Après les présentations du conférencier successivement par Claudine Pauly, Présidente et Marie-Claude Albert en charge des conférences au sein de l’Association, Alain Houisse prend la parole.

Clément Krebs est issu d’une famille de migrants alsaciens. Comme beaucoup d’autres, les Krebs doivent quitter leur pays pour venir à Châtellerault, la manufacture d’armes du Kligenthal où ils travaillent étant sur le point de fermer. Jacques Krebs, le grand-père de Clément, arrive avec femme et enfants dans les années 1830/1835 et sont logés sur le site de la manufacture dans le bâtiment réservé aux ouvriers travaillant dans les ateliers des armes blanches. Puis les garçons grandissent, vont travailler à la « manu » et se marient…

Clément naît en 1850 en notre ville. Plus tard, la famille Krebs s’installe rue Saint Marc, l’actuelle rue Clément Krebs.

En 1864, à 14 ans, Clément devient armurier lui aussi, comme les hommes de la famille. Il est plus précisément « monteur de sabre », très compétent et fait preuve d’une grande technicité.

Mais Clément Krebs est aussi une personnalité politique châtelleraudaise qui consacre une partie de sa vie à l’action publique au sein du conseil municipal, incarnant un socialisme réformiste, non marxiste.

Elu municipal engagé, largement choisi par les électeurs de Châteauneuf où il vit, il reste vingt-deux ans dans la fonction et devient adjoint au maire les quatre dernières années de sa vie. La tâche est rude… car mettre ses idées sociales en pratique dans une cité industrialisée, oui, mais il faut compter avec les milieux ruraux proches, opposés à ses idées et qui créent de sérieuses complications. Krebs ne se fait pas toujours entendre.
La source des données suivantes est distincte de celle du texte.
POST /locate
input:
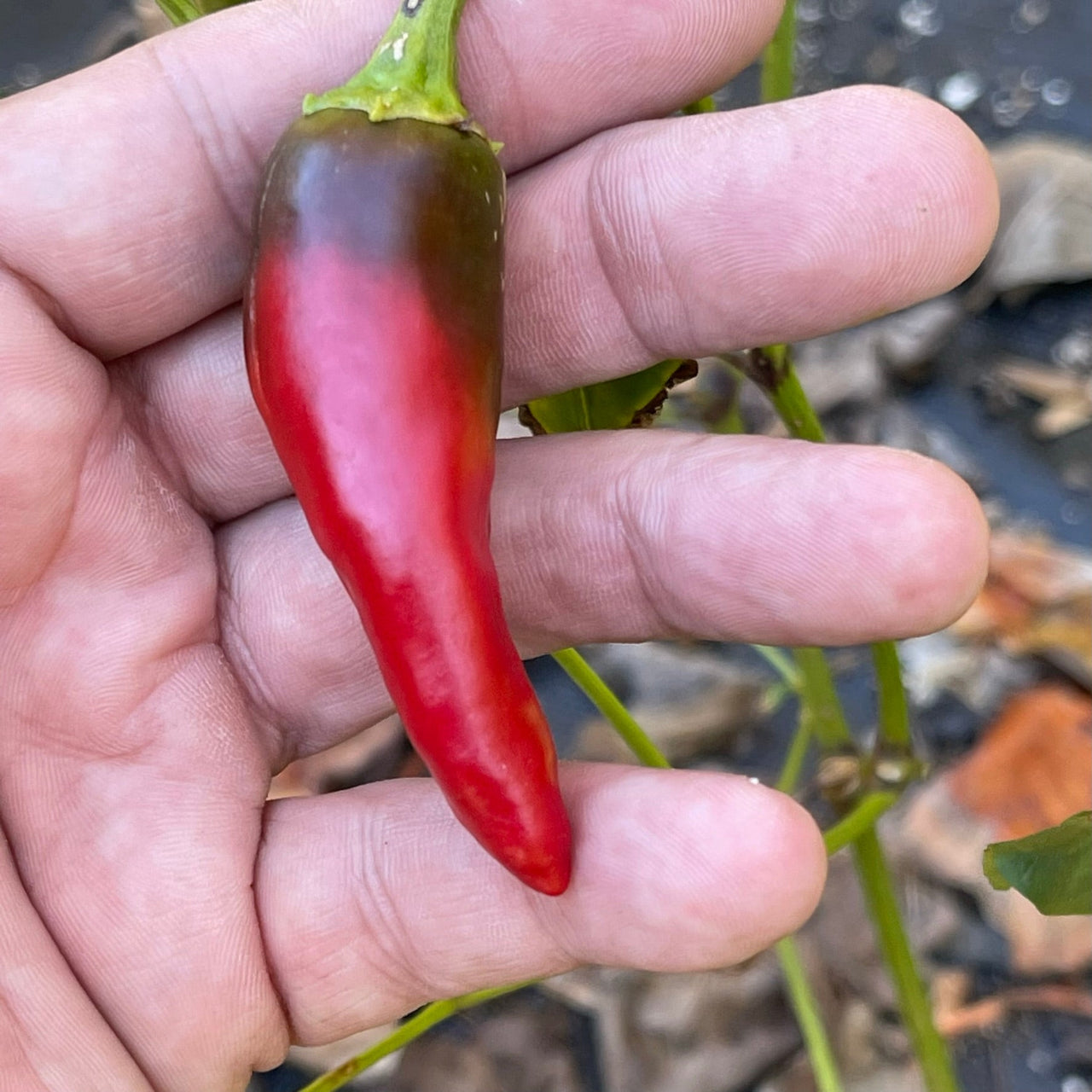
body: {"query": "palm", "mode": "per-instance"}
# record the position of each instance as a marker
(175, 636)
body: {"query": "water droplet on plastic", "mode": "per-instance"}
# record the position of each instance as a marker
(1030, 15)
(1009, 107)
(846, 10)
(919, 83)
(839, 58)
(810, 44)
(1033, 78)
(1073, 351)
(921, 18)
(961, 90)
(1057, 92)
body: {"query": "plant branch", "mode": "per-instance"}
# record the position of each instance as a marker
(929, 1048)
(862, 818)
(778, 78)
(405, 1033)
(806, 1009)
(605, 700)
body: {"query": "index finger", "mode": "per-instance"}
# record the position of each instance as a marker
(125, 190)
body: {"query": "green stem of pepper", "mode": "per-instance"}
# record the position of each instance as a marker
(929, 1048)
(772, 370)
(605, 700)
(405, 1033)
(806, 1010)
(412, 73)
(779, 57)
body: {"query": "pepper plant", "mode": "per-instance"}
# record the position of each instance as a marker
(413, 75)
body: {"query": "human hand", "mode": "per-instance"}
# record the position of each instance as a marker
(170, 635)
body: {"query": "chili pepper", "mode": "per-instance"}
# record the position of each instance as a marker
(374, 346)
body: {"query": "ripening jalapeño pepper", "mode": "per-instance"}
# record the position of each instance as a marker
(374, 347)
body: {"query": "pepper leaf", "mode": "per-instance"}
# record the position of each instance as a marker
(186, 11)
(1053, 868)
(627, 402)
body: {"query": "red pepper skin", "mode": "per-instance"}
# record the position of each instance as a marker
(374, 348)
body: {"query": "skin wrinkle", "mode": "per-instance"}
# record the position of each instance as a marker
(188, 100)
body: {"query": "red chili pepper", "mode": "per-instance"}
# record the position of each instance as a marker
(374, 346)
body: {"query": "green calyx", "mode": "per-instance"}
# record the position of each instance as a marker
(412, 73)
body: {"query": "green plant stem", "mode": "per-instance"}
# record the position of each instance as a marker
(893, 734)
(778, 66)
(186, 11)
(860, 819)
(703, 105)
(406, 1032)
(412, 73)
(822, 708)
(794, 759)
(806, 1009)
(773, 371)
(604, 699)
(929, 1048)
(782, 664)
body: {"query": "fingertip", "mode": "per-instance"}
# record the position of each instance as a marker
(956, 186)
(936, 542)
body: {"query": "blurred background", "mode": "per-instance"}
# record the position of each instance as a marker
(994, 379)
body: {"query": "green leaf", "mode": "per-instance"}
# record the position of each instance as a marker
(627, 402)
(1053, 868)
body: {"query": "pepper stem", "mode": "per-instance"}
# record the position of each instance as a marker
(412, 73)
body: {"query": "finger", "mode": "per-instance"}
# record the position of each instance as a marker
(726, 230)
(183, 123)
(51, 1037)
(51, 396)
(375, 900)
(626, 537)
(640, 245)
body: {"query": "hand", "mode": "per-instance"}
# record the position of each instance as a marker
(170, 635)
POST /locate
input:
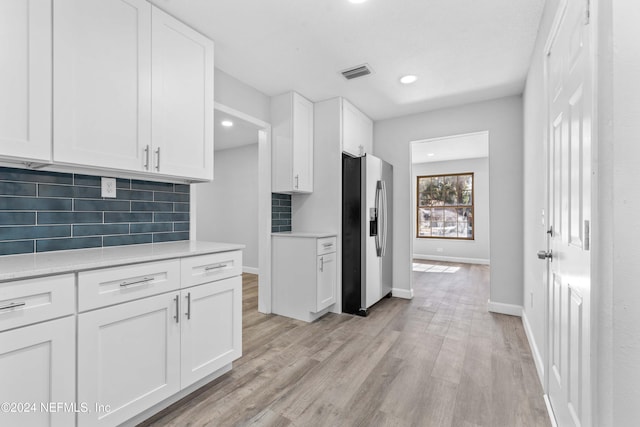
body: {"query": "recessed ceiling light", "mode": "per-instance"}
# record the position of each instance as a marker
(408, 79)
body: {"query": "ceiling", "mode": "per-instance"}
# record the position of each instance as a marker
(241, 133)
(461, 50)
(457, 147)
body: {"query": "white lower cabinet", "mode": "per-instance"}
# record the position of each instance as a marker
(128, 358)
(304, 275)
(37, 368)
(211, 328)
(326, 277)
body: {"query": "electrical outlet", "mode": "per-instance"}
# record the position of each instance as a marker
(109, 187)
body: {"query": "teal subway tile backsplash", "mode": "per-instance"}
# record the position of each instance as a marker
(280, 212)
(47, 211)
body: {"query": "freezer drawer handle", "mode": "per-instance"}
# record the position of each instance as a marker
(13, 305)
(215, 267)
(135, 282)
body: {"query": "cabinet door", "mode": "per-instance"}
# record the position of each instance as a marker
(37, 366)
(182, 99)
(25, 79)
(211, 328)
(302, 144)
(357, 130)
(326, 281)
(102, 83)
(128, 358)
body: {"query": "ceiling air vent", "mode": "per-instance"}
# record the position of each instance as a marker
(355, 72)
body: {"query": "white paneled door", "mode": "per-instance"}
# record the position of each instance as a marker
(25, 79)
(569, 199)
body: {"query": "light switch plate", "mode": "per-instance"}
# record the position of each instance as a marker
(109, 187)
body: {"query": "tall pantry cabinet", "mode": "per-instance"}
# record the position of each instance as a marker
(292, 143)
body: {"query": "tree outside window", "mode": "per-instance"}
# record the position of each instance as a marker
(445, 206)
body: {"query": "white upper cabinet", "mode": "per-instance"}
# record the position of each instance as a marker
(182, 95)
(102, 83)
(25, 80)
(292, 144)
(133, 90)
(357, 130)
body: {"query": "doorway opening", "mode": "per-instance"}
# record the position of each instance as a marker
(449, 202)
(236, 206)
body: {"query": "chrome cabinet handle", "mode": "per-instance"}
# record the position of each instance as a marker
(135, 282)
(215, 267)
(545, 255)
(188, 313)
(146, 153)
(13, 305)
(158, 159)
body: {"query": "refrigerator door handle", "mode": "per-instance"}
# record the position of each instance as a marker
(384, 219)
(378, 201)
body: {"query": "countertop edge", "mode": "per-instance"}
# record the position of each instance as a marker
(304, 234)
(52, 263)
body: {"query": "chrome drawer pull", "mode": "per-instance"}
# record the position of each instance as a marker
(135, 282)
(188, 313)
(215, 267)
(12, 305)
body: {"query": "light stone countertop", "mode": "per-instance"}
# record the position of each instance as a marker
(24, 266)
(308, 234)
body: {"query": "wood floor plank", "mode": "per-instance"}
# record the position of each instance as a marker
(440, 359)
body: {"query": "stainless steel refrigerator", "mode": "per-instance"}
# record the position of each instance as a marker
(367, 222)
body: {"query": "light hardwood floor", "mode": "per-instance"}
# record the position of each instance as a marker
(438, 360)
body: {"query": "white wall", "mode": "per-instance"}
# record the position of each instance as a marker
(618, 210)
(503, 119)
(476, 250)
(238, 95)
(227, 208)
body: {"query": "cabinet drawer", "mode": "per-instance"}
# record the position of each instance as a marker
(29, 301)
(326, 245)
(99, 288)
(207, 268)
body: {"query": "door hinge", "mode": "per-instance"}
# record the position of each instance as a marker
(587, 16)
(587, 234)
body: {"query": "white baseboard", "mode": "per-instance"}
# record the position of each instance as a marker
(251, 270)
(402, 293)
(452, 259)
(537, 356)
(510, 309)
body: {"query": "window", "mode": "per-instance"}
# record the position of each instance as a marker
(445, 206)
Les grosses commandes d’armes passées, un malaise apparaît dans le milieu ouvrier, des difficultés économiques surgissent en même temps que des problèmes financiers à la mairie, dues au mode de gestion. Clément Krebs prend vite conscience de la dégradation de la vie ouvrière et se bat, au nom de ses idées, pour améliorer le sort des plus démunis de ses concitoyens. Son action est permanente.

Sa vie syndicale, aussi, est active au sein du parti, il est sur tous les fronts.

L’ouverture de la Bourse du Travail en 1911, rassure un peu Clément Krebs qui voit dans cette initiative le moyen de prendre en compte le sort des ouvriers sans travail et la possibilité pour eux de se faire entendre par la voix syndicale.

Toujours soucieux du bien-être de ses concitoyens, il soulève même des sujets très actuels… il pense, par exemple, que les produits déversés par la « manu » dans la rivière peuvent provoquer des nuisances, surtout à proximité du lavoir et cherche une solution. Dans un tout autre ordre d’idée, il s’oppose vivement à une éventuelle privatisation de la « manu »…Ce ne sont là que deux petits exemples….

Clément Krebs est hospitalisé et décède quelques mois plus tard en 1914. Ses obsèques ont lieu le 6 mai à Châtellerault où une foule considérable, évaluée à plusieurs centaines de personnes, accompagne son cercueil dans la plus grande dignité jusqu’à sa tombe au cimetière de Châteauneuf.

Suite à la conférence, quelques questions sont posées par le public, un dialogue s’instaure avec le conférencier et c’est sur ces échanges que prend fin l’après-midi consacré à Clément Krebs.